The morning now behind us, all that touring made us hungry indeed! We got a good tip from our hotel on a local haunt for lunch, le Limon. We arrived to the ground floor, noted a buffet of sorts but were told to go upstairs. We were given a menu in Turkish (hmmmm…perhaps just looking at the food downstairs might have been easier) and the girls decided that best bet looked like the baked eggplant menu (since that is what the table next to us was having). Cliff, a man of his own mind, went for the meat balls.

Our cold cucumber soup arrived within seconds of ordering so we waited for the drinks. No worry about the food getting cold! The roast eggplant main arrived shortly thereafter and was really the star of the show. Move over soup! The eggplant was delicious, served in a tomato based sauce and accompanied with steamed rice. I am working on finding a similar recipe, I think a new cookbook out by a London chef called Plenty might be the ticket. We were all but finished when Cliff’s meal arrived – poor man!

In the afternoon we made our way first to the Yerebatan Sarayi (Sunken Palace or Basilica Cistern) and then to the Grand Bazaar. The historians believe the cisterns were built by Constantine in the 4th century. They supplied water to people and mainly the palaces for centuries and were discovered again when a French man in the early 1545 notice fresh fish being sold in the streets close to the cisterns. He found out the locals had boats in the cistern and were fishing it’s depths.

We decided to pose for a cheesy photo of Cliff and his haram at the entrance to the site – what a lucky man! The cistern was cool and damp with a series of walkways leading above the water supply spread through the supporting columns. Originally tourists would explore in boats which I think would have been much more fun. There are several columns that are carved throughout the cisterns –one such is of medusa.

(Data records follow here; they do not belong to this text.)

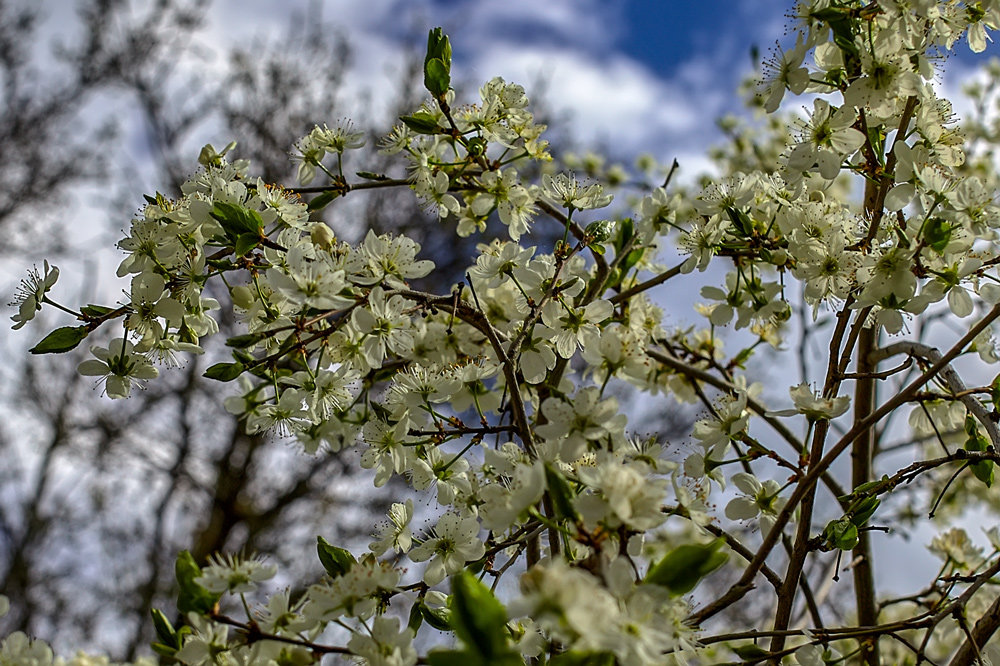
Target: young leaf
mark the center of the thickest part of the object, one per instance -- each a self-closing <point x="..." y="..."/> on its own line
<point x="682" y="569"/>
<point x="439" y="618"/>
<point x="225" y="372"/>
<point x="937" y="234"/>
<point x="243" y="341"/>
<point x="336" y="561"/>
<point x="478" y="618"/>
<point x="61" y="340"/>
<point x="422" y="122"/>
<point x="455" y="658"/>
<point x="983" y="469"/>
<point x="95" y="311"/>
<point x="164" y="630"/>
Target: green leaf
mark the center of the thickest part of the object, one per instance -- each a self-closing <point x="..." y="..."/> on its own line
<point x="336" y="561"/>
<point x="437" y="78"/>
<point x="841" y="533"/>
<point x="983" y="469"/>
<point x="191" y="596"/>
<point x="422" y="122"/>
<point x="225" y="372"/>
<point x="478" y="618"/>
<point x="61" y="340"/>
<point x="439" y="618"/>
<point x="863" y="509"/>
<point x="244" y="341"/>
<point x="682" y="569"/>
<point x="95" y="311"/>
<point x="560" y="492"/>
<point x="245" y="243"/>
<point x="626" y="229"/>
<point x="322" y="200"/>
<point x="164" y="630"/>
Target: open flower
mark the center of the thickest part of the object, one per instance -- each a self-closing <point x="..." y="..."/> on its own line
<point x="234" y="574"/>
<point x="453" y="542"/>
<point x="758" y="499"/>
<point x="119" y="366"/>
<point x="30" y="294"/>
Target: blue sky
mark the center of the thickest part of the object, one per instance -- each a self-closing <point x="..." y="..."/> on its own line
<point x="637" y="75"/>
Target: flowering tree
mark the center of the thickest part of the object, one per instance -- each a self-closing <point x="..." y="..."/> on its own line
<point x="496" y="398"/>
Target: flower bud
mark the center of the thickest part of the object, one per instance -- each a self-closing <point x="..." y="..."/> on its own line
<point x="322" y="235"/>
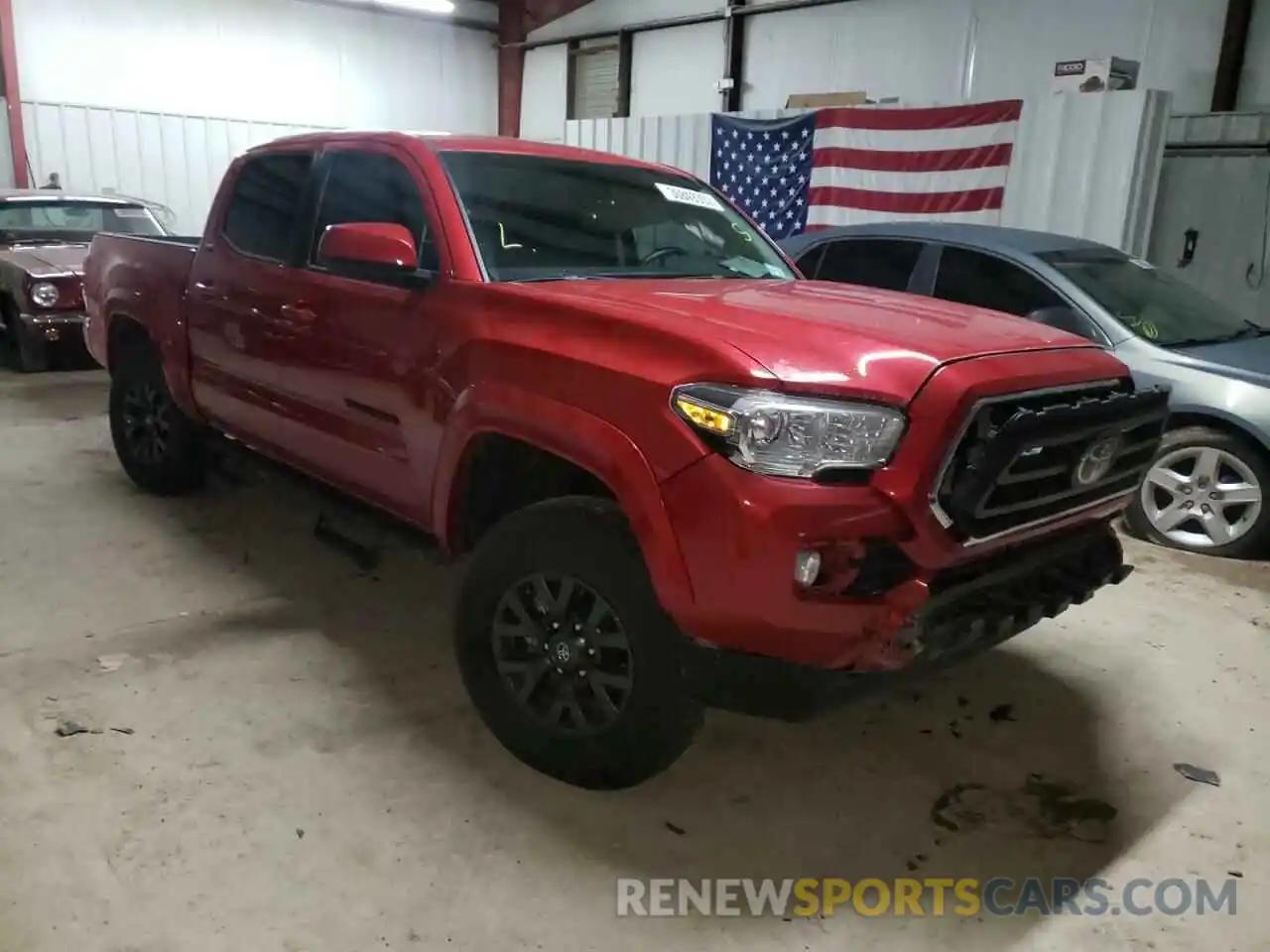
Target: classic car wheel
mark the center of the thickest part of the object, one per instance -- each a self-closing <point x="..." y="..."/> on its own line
<point x="159" y="447"/>
<point x="1205" y="493"/>
<point x="566" y="652"/>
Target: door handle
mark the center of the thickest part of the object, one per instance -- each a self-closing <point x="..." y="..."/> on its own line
<point x="298" y="312"/>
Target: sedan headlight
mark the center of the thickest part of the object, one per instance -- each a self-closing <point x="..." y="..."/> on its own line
<point x="45" y="294"/>
<point x="778" y="434"/>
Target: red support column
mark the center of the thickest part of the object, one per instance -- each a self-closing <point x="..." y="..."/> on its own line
<point x="13" y="98"/>
<point x="512" y="31"/>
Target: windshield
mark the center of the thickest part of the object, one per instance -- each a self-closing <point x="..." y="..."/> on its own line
<point x="539" y="218"/>
<point x="1153" y="304"/>
<point x="59" y="220"/>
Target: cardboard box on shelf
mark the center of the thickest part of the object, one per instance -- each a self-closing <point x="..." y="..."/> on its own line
<point x="1106" y="73"/>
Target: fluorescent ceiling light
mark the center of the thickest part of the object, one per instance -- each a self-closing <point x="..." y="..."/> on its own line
<point x="418" y="5"/>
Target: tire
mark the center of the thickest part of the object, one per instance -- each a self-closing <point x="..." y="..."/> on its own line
<point x="1241" y="484"/>
<point x="175" y="463"/>
<point x="585" y="540"/>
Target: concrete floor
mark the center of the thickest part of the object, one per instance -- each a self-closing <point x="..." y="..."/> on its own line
<point x="305" y="772"/>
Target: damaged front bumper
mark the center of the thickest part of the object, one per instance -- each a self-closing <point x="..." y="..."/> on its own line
<point x="970" y="608"/>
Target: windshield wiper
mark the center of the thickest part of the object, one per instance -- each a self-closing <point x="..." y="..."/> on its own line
<point x="1251" y="330"/>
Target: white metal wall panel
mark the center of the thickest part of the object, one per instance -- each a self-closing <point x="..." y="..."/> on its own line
<point x="261" y="61"/>
<point x="683" y="141"/>
<point x="1084" y="166"/>
<point x="1225" y="198"/>
<point x="597" y="79"/>
<point x="925" y="50"/>
<point x="911" y="49"/>
<point x="1255" y="85"/>
<point x="543" y="93"/>
<point x="176" y="162"/>
<point x="688" y="86"/>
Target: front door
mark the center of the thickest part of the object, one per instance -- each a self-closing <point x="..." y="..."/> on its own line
<point x="370" y="339"/>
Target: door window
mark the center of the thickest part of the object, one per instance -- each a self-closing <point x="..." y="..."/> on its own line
<point x="811" y="262"/>
<point x="372" y="186"/>
<point x="973" y="278"/>
<point x="264" y="207"/>
<point x="874" y="263"/>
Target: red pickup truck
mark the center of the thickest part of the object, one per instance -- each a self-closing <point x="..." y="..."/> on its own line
<point x="688" y="477"/>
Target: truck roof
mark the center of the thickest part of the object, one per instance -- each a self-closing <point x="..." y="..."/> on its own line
<point x="49" y="194"/>
<point x="444" y="143"/>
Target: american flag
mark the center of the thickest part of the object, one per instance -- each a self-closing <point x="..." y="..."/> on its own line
<point x="861" y="164"/>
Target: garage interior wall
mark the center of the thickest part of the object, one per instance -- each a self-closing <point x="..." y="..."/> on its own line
<point x="153" y="98"/>
<point x="924" y="51"/>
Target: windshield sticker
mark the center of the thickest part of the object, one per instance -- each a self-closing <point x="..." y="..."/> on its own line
<point x="688" y="195"/>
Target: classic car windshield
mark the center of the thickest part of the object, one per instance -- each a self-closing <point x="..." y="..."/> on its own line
<point x="1153" y="304"/>
<point x="541" y="218"/>
<point x="59" y="220"/>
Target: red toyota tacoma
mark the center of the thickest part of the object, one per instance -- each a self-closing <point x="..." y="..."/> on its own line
<point x="688" y="477"/>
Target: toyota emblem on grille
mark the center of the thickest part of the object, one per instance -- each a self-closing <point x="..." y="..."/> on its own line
<point x="1096" y="461"/>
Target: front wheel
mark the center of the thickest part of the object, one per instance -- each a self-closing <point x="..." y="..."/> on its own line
<point x="159" y="447"/>
<point x="566" y="652"/>
<point x="1205" y="493"/>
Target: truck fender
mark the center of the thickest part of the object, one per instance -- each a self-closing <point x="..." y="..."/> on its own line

Very eerie!

We re-emerged to the surface and made our way to the Grand Bazaar to round out the days touring. The Grand Bazaar is a maze of building lined with stalls selling everything from fine gold jewellery to lokum to underwear! It is reminiscent of the covered shopping arcades in Europe and the UK, like Covent Gardens or la Boqueria  in Barcelona.

I have to admit I was intimidated at the outset as I am not much of a barterer. The hawkers were a comedy act and would try to grasp your attention with bold comments such as “Sir Madam – how can I take your money today?” Given their less than serious attitude regarding brow beating the tourists, after an hour or so, I relaxed enough to buy a couple of trinkets for my nieces (ha ha if you are reading this you will have to wait to see what I bought you when I am home in the fall). Once broken in I managed to pick up a lovely necklace, earrings, a shirt…you can see where this is going right? It was much fun and thankfully we resisted the urge to buy a carpet!

As I reflect on the day our only folly during the day was drinking the gratis Turkish wine the hotel provided in our room and agreeing to dine at The Sunset Restaurant. The wine was called Buzzbag, how appropriate – terrible swill! The restaurant we chose was in a lovely setting overlooking the Sea of Marmara and very swank, but a ½ hour cab ride from our hotel. If I could do it again I’d find a local joint and enjoy some traditional Turkish food.